[v3,01/37] KVM: VMX: Flush all EPTP/VPID contexts on remote TLB flush

Flush all EPTP/VPID contexts if a TLB flush _may_ have been triggered by
a remote or deferred TLB flush, i.e. by KVM_REQ_TLB_FLUSH.  Remote TLB
flushes require all contexts to be invalidated, not just the active
contexts, e.g. all mappings in all contexts for a given HVA need to be
invalidated on a mmu_notifier invalidation.  Similarly, the instigator
of the deferred TLB flush may be expecting all contexts to be flushed,
e.g. vmx_vcpu_load_vmcs().

Without nested VMX, flushing only the current EPTP/VPID context isn't
problematic because KVM uses a constant VPID for each vCPU, and
mmu_alloc_direct_roots() all but guarantees KVM will use a single EPTP
for L1.  In the rare case where a different EPTP is created or reused,
KVM (currently) unconditionally flushes the new EPTP context prior to
entering the guest.

With nested VMX, KVM conditionally uses a different VPID for L2, and
unconditionally uses a different EPTP for L2.  Because KVM doesn't
_intentionally_ guarantee L2's EPTP/VPID context is flushed on nested
VM-Enter, it'd be possible for a malicious L1 to attack the host and/or
different VMs by exploiting the lack of flushing for L2.

  1) Launch nested guest from malicious L1.

  2) Nested VM-Enter to L2.

  3) Access target GPA 'g'.  CPU inserts TLB entry tagged with L2's ASID
     mapping 'g' to host PFN 'x'.

  2) Nested VM-Exit to L1.

  3) L1 triggers kernel same-page merging (ksm) by duplicating/zeroing
     the page for PFN 'x'.

  4) Host kernel merges PFN 'x' with PFN 'y', i.e. unmaps PFN 'x' and
     remaps the page to PFN 'y'.  mmu_notifier sends invalidate command,
     KVM flushes TLB only for L1's ASID.

  4) Host kernel reallocates PFN 'x' to some other task/guest.

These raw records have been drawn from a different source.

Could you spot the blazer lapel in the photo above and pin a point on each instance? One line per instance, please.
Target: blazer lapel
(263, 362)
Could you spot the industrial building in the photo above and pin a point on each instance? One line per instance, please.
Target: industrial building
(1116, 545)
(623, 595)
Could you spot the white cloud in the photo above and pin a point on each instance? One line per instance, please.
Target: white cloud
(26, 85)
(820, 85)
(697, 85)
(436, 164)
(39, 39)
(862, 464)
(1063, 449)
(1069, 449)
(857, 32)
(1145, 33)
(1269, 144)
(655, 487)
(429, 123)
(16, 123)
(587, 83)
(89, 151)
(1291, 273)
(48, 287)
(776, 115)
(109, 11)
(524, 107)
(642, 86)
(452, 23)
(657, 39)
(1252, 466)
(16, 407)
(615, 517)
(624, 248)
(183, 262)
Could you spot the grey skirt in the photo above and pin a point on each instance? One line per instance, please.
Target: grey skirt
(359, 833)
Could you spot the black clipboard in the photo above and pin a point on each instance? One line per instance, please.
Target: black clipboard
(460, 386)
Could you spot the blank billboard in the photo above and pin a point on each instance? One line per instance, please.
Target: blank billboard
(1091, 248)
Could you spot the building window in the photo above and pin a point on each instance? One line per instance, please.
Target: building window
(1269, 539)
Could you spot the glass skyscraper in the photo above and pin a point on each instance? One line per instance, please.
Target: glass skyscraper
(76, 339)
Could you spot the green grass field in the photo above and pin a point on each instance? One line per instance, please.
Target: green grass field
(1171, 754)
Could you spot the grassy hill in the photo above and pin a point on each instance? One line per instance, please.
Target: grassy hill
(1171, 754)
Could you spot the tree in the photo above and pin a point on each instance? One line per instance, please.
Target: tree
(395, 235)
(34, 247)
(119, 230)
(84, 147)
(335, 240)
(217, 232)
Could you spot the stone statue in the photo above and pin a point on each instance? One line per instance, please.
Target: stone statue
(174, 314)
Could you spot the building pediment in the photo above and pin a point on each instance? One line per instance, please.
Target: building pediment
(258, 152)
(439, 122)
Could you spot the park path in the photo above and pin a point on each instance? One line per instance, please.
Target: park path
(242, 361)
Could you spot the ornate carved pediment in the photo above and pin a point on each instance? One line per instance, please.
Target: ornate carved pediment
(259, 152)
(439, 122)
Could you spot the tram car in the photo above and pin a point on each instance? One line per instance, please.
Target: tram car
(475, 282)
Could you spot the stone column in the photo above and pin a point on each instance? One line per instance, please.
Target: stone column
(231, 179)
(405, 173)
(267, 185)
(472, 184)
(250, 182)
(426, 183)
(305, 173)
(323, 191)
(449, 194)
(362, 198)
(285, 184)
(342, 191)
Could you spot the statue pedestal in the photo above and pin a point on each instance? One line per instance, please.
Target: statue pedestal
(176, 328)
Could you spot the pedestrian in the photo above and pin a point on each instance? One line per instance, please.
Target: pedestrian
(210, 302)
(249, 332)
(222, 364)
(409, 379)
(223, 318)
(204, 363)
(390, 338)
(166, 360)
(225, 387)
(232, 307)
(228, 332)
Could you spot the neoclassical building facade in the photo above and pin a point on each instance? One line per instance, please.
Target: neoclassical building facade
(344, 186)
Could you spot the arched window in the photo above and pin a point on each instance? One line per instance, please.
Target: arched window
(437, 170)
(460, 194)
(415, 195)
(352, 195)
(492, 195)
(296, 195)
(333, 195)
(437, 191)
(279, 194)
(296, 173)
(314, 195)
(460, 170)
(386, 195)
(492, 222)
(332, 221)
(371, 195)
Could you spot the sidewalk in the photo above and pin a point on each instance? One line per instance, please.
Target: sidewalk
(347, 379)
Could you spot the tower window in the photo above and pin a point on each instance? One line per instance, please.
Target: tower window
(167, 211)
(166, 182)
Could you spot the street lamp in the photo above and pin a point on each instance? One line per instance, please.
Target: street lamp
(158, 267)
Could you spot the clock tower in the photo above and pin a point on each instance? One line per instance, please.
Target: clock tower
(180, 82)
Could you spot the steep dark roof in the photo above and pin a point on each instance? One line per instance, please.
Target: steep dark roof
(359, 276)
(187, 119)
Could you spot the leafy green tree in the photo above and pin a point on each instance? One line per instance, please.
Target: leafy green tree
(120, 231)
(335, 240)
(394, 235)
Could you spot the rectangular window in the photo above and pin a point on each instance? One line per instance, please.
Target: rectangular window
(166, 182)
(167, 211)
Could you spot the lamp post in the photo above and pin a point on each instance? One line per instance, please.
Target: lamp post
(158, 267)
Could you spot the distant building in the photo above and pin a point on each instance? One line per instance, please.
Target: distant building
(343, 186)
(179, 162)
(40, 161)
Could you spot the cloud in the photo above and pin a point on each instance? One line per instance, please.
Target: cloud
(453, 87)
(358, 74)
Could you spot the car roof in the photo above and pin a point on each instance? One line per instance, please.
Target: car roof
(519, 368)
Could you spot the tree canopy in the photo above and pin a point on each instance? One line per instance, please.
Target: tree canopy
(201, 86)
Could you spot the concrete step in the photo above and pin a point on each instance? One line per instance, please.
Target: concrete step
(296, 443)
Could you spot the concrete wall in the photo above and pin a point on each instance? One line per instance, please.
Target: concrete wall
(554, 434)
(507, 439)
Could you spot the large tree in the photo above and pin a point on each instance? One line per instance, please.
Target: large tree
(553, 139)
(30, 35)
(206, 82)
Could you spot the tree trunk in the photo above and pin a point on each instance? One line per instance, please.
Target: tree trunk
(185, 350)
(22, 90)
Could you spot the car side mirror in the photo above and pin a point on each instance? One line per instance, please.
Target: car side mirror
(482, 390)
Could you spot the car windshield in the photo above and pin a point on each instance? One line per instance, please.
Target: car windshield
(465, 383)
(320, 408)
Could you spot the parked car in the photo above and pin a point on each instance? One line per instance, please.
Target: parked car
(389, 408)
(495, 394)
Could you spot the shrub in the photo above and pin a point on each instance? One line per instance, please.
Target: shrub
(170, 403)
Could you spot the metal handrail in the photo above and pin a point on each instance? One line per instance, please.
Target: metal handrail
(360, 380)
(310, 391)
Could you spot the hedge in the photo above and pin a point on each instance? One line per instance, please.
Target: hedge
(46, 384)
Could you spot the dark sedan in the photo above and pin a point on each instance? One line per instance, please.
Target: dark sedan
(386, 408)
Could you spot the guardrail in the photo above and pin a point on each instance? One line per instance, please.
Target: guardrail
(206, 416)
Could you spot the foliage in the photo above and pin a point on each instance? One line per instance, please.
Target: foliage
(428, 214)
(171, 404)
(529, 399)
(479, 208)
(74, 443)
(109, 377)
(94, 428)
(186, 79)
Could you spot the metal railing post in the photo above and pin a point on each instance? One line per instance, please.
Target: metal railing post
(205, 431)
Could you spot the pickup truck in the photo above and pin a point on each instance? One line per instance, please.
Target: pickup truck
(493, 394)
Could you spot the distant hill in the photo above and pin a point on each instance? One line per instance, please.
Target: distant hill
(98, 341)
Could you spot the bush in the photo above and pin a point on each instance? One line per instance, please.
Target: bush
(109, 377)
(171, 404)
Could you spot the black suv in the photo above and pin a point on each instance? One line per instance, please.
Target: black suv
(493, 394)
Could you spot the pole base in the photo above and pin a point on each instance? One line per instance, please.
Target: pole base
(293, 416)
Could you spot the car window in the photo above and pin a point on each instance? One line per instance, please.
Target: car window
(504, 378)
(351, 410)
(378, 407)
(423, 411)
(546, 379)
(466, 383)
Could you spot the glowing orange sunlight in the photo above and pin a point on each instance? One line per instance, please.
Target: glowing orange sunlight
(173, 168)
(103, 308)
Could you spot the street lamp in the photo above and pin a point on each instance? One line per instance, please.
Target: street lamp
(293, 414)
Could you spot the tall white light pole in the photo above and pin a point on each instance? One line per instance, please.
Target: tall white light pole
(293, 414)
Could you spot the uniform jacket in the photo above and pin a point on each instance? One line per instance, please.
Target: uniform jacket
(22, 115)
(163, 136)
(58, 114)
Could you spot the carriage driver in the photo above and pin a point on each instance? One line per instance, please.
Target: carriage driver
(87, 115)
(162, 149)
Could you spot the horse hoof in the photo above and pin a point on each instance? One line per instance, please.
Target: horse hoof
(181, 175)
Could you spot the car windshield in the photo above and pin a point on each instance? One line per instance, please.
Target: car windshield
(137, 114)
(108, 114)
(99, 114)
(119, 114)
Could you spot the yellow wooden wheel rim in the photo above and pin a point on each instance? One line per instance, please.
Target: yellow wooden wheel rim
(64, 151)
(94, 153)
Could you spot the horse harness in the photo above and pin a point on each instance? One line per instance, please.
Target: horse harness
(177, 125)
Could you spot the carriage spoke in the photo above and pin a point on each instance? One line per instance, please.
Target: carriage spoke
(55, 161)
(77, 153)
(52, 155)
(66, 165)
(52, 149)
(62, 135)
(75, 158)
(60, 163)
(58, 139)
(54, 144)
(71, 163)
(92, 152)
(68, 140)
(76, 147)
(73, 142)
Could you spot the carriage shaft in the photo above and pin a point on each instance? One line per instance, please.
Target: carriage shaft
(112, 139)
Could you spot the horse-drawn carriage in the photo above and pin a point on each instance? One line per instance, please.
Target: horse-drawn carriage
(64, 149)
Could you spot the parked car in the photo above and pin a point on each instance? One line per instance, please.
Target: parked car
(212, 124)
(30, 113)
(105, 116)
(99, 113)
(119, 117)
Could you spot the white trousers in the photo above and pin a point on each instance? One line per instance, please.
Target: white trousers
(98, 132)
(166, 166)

  5) Nested VM-Enter to L2.  KVM does not invalidate L2's EPTP or VPID.

  6) L2 accesses GPA 'g' and gains read/write access to PFN 'x' via its
     stale TLB entry.

However, current KVM unconditionally flushes L1's EPTP/VPID context on
nested VM-Exit.  But, that behavior is mostly unintentional, KVM doesn't
go out of its way to flush EPTP/VPID on nested VM-Enter/VM-Exit, rather
a TLB flush is guaranteed to occur prior to re-entering L1 due to
__kvm_mmu_new_cr3() always being called with skip_tlb_flush=false.  On
nested VM-Enter, this happens via kvm_init_shadow_ept_mmu() (nested EPT
enabled) or in nested_vmx_load_cr3() (nested EPT disabled).  On nested
VM-Exit it occurs via nested_vmx_load_cr3().

This also fixes a bug where a deferred TLB flush in the context of L2,
with EPT disabled, would flush L1's VPID instead of L2's VPID, as
vmx_flush_tlb() flushes L1's VPID regardless of is_guest_mode().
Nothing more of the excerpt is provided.